Dorje Jono repels the demon through the power of his magical dancing; he dances fifty-two separate dances, one of them in ten different bodies, each with a different head in the course of which he finds time to poke fun at the clownish figures of Hindu yogi and a Chinese Chan (Zen) master. As the dances end, Dorje Jono kills the demon after which his people are relieved of their plague of misfortunes, water becomes plentiful once more and balance & harmony of existence are restored.

Day Two of Tiji

For the second day of Tiji, numbers of Loba have arrived from the outlying hamlets and the small square is thronged with wild beautiful people with all of the women and children, at least in traditional dress. On the south wall, the great ancient tanka has been replaced by another no less than a century old, a tapestry of fine silk brocade, embroidered in Tibet in the last days of the old regime and brought by the raja's father from Lasha. Eventually, the raja appears in turquoise-green wool boots and regal purple robe and Rani Sahib, also in purple, wears a whole crown of tiny river pearls set off by dozens of large red coralline stones interspersed with matched ornaments of turquoise. The Crown Prince, too, wears purple, as well as a shirt of fire-gold over neat western trousers and black leather boots. All are attended by royal relatives and nobles, the men in peaked hats of gold brocade the women in imperial displays of turquoise and silver.

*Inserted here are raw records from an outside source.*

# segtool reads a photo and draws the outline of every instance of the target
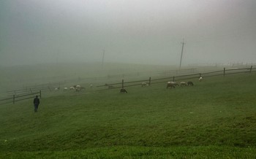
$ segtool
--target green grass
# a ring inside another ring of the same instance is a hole
[[[0,106],[0,158],[255,158],[256,74]]]

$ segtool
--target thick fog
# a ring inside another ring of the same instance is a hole
[[[1,0],[0,66],[256,63],[255,0]]]

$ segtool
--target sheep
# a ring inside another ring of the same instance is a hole
[[[194,84],[193,84],[193,82],[192,82],[189,81],[189,82],[187,82],[187,85],[191,85],[191,86],[193,86],[193,85],[194,85]]]
[[[203,77],[200,77],[200,78],[199,78],[199,82],[201,82],[202,81],[202,80],[203,80]]]
[[[167,86],[166,88],[175,88],[175,86],[178,85],[178,83],[176,83],[176,82],[167,82]]]
[[[179,85],[181,85],[181,86],[187,86],[187,83],[185,82],[181,82],[180,83],[179,83]]]
[[[121,88],[120,93],[127,93],[127,91],[124,88]]]
[[[79,92],[81,90],[80,85],[76,85],[75,86],[75,91]]]
[[[148,83],[146,83],[146,82],[142,82],[141,83],[141,87],[146,87],[146,86],[148,86]]]
[[[59,88],[60,88],[59,87],[59,88],[54,88],[54,90],[59,90]]]
[[[114,86],[113,85],[108,85],[108,89],[114,88]]]

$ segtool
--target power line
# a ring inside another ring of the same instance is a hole
[[[183,49],[184,49],[184,39],[183,39],[183,42],[182,42],[182,49],[181,49],[181,61],[179,62],[179,69],[181,69],[181,61],[182,61],[182,55],[183,55]]]

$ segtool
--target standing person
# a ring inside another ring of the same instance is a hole
[[[38,96],[37,96],[36,98],[34,98],[34,106],[35,112],[37,112],[37,109],[39,103],[40,101],[39,100]]]

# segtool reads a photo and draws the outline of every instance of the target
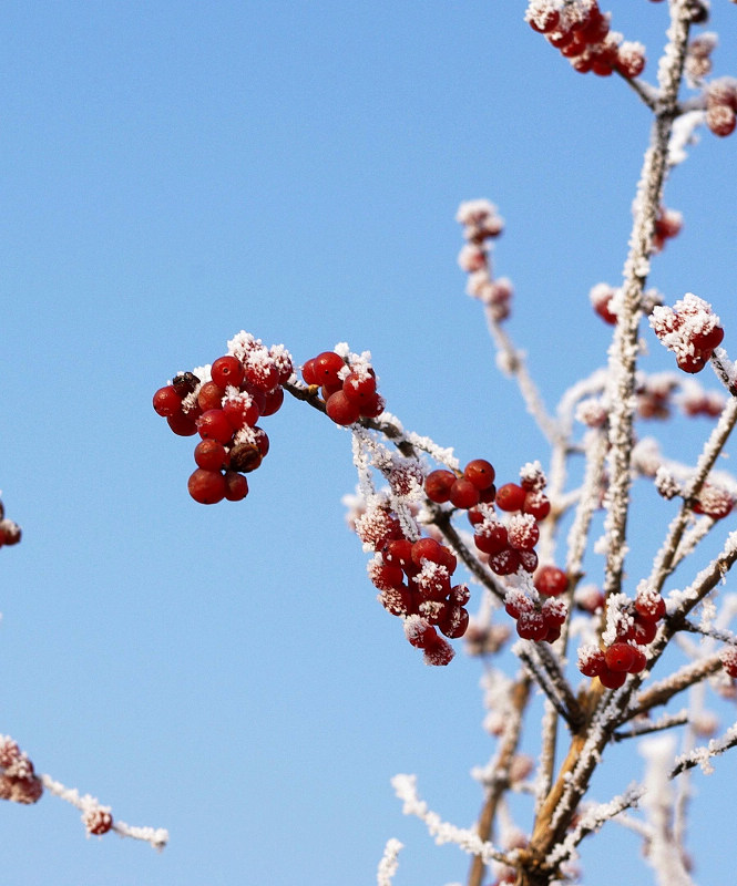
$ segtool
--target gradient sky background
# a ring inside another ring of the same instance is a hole
[[[3,883],[373,883],[391,836],[397,886],[464,878],[467,858],[402,817],[389,780],[417,773],[431,807],[473,822],[468,773],[493,749],[480,666],[426,668],[376,604],[340,506],[348,435],[290,401],[265,423],[247,501],[203,507],[186,492],[192,441],[151,395],[239,329],[298,362],[345,340],[372,351],[407,427],[506,480],[545,461],[464,295],[455,209],[485,196],[506,219],[509,330],[552,406],[605,360],[587,292],[621,278],[649,112],[621,80],[574,73],[524,7],[4,4],[0,487],[24,535],[0,552],[0,730],[171,845],[85,841],[53,797],[2,804]],[[651,81],[666,7],[606,7],[647,45]],[[713,7],[715,73],[737,74],[737,9]],[[674,172],[685,227],[652,277],[671,300],[713,301],[728,349],[736,146],[704,132]],[[648,367],[671,369],[651,343]],[[676,422],[666,452],[693,456],[706,427]],[[639,532],[633,585],[659,537]],[[717,772],[694,779],[700,886],[734,872],[720,785],[735,762]],[[612,754],[607,773],[602,801],[642,764]],[[729,851],[699,854],[706,835]],[[583,863],[587,883],[648,882],[616,825]]]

Fortunately, we outsiders are very few, all but lost in the horde of undefended merry faces. The costumes and masks, the twelve-foot horns, the gold cups of wheat, the butter cakes, the snow peaks and wind, dust and sun, the mehti, snow leopard, snow pigeons, saligrams, the dying glacier and the desert ruins, the drunks and rajas and foreigners, the dogs and yaks. Tantra! The rite to a cloth doll (representing the demon who symbolically being cast out) perhaps two feet long. Into this figure was thrust in an interminable ceremony a series of blue daggers, until just at dark, the demon’s pitiful remains were borne away into the palace, and the line of cold wind-swept lamas under the huge tanka become free to leave.

Day Three of Tiji

On the third day, Tiji ends with the ceremonial destruction of the evil remains, represented by some long black yak hair and red torma cakes minced to a dark red furry. The remains are chanted over by lama, as his assistant burn juniper and frankincense and two lines of monks strike hand drums while those against the wall blow horns. Eventually, a procession forms, led by three banners, red and white, then the bearers of five braziers bearing the demon’s remains, then the horn blowers and monks, then lamas, then court musicians, then the raja and the crown prince and their attendants. The procession pauses for chanting and ceremony at the chortens outside of the main gate, then repeats the ceremonials at the grain-threshing platforms east of the walls, arriving finally at the edge of the town fields. The demons red remnants are set out on an old tiger skin, whereupon they are attacked by bow and arrow, slings and the old guns. One by one, the braziers filled with the poor devils remains are overturned upon the ground, each time to a wild cannonade from the old muzzle-loaders and a wave of cheers and smoke. Finally, the emptied braziers are removed and the sad remains flailed with the tiger skin to satisfy the crowd that nothing has been overlooked in dispelling the forces of evil from Lo-Manthang. Tiji is over, and the next day the people will go home to their own villages.